Because I wanted to actually take some time to answer this properly, I created this post since I feel like my response would have been too long for an ask box.

Thus, here is my answer anon, I hope this helps or is interesting!

*NOTE (PLEASE READ): Below I have a few “philosophical/helpful” tips. This is not in any way a step-by-step guide, instead, these are ways to approach character-building and creation to get the best out of your characters and the worlds they inhabit. I think technical stuff can be learned a lot easier than a mind-set change. If you can adjust your thinking then technicalities, research, etc, are things that can come with time.

Be aware: I also switch between identifying with characters specifically and the worlds they live in. The reason? Because a good world, with good development and growth, is nothing without good characters and good characters are nothing without a good world. Many of the same rules apply in both cases.

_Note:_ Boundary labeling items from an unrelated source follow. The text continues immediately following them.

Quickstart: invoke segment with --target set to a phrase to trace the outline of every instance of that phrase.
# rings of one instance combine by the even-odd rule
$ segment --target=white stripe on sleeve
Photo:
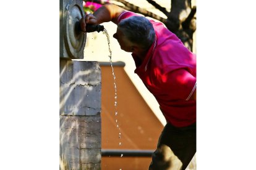
[[[195,87],[197,87],[197,82],[195,82],[195,86],[194,86],[193,89],[191,91],[190,94],[189,94],[189,97],[187,97],[187,98],[186,99],[186,100],[187,101],[187,100],[189,100],[189,99],[190,98],[191,95],[192,95],[192,94],[195,91]]]

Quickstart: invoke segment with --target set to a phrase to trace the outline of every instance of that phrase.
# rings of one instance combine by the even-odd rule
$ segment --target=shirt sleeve
[[[163,90],[177,99],[189,100],[197,87],[197,78],[186,69],[160,75],[158,79]]]

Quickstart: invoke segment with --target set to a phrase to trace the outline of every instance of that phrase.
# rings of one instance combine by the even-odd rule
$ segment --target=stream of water
[[[116,127],[119,130],[119,136],[118,136],[118,138],[119,139],[119,146],[121,145],[122,143],[121,142],[121,129],[118,123],[118,121],[117,121],[117,87],[116,87],[116,76],[114,75],[114,68],[113,68],[113,65],[112,63],[112,52],[111,50],[110,49],[110,41],[109,41],[109,36],[107,30],[104,28],[104,31],[103,31],[103,34],[106,34],[106,36],[107,38],[108,39],[108,49],[109,51],[109,55],[108,56],[109,57],[109,62],[110,63],[111,65],[111,68],[112,68],[112,75],[113,76],[113,79],[114,79],[114,113],[115,113],[115,116],[116,116]],[[122,154],[121,155],[121,157],[122,157]]]

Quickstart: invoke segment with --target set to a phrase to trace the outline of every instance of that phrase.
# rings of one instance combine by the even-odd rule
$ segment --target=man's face
[[[116,33],[113,34],[113,37],[117,40],[121,49],[126,52],[132,52],[130,42],[126,39],[122,31],[118,29],[118,26]]]

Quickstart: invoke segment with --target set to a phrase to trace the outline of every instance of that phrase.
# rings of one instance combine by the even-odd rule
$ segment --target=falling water
[[[121,140],[121,129],[117,121],[117,87],[116,87],[116,76],[114,73],[114,68],[112,64],[112,52],[110,49],[110,41],[109,41],[109,36],[107,30],[104,28],[103,34],[106,34],[106,36],[108,39],[108,50],[109,51],[109,55],[108,56],[109,57],[109,62],[111,65],[111,68],[112,68],[112,75],[113,75],[114,78],[114,108],[115,108],[115,116],[116,116],[116,127],[118,128],[119,130],[119,139]],[[121,146],[122,143],[119,142],[119,146]],[[122,154],[121,155],[121,157],[122,156]]]

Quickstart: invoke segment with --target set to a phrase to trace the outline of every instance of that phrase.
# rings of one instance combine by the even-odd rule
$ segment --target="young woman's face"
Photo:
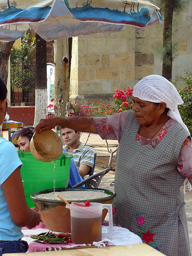
[[[23,152],[25,151],[30,151],[30,141],[27,137],[19,136],[17,140],[19,149],[21,149]]]

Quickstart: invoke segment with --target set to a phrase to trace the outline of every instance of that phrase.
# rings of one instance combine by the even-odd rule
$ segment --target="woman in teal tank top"
[[[7,90],[0,79],[0,124],[7,112]],[[22,163],[16,148],[0,137],[0,255],[26,252],[27,243],[21,227],[32,228],[39,224],[40,214],[28,207],[20,174]]]

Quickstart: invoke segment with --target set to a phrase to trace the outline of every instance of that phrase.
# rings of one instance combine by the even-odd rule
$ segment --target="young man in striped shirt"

I find that characters, no matter the story or world, are best done when you invest in your head-worlds and in the characters themselves. Creating characters is not something that is a half-assed, lazy business. If you want to create a world that one day you hope to sell, share, or publish you need to take this one thing to heart: your characters will only be as good as the time you put into them.

More often than not terrible character development or depth isn’t because you don’t know “how,” so much as you don’t want to “try.” This isn’t directed at you Anon specifically, but is a generalization of a lot of head-worlds and original stories I have seen, and even tried to create.

From personal experience there was a story I wanted to write but didn’t take the time to really try and think things through, to put effort into because I myself didn’t want to take that time—and as a result my characters and that world suffered, and in the end, I abandoned it.

This isn’t to say that every story with original characters need be long, expansive things (as mine are, or tend to be), but regardless of what type of story you create, or wish to propel, you need to take the time to engage with the characters you craft. You need to bring them to life, and you need to give it a lot of mental deliberation, maybe even some written deliberation if that helps.

The point stands that, regardless, you need to take the time to nurture your characters by giving the time they deserve. Good characters and worlds don’t come in an instant. You might have an epiphany, and might be a great one, but if you don’t dwell on that, morph it to fit the direction of your world and characters, it is a one-time thing, and might end up leaving you with more plot holes than are worth one great idea. Writing and world-crafting takes work and effort, and it takes patience. If you really want to make great characters—you have to put in the time to let them grow, and grow well.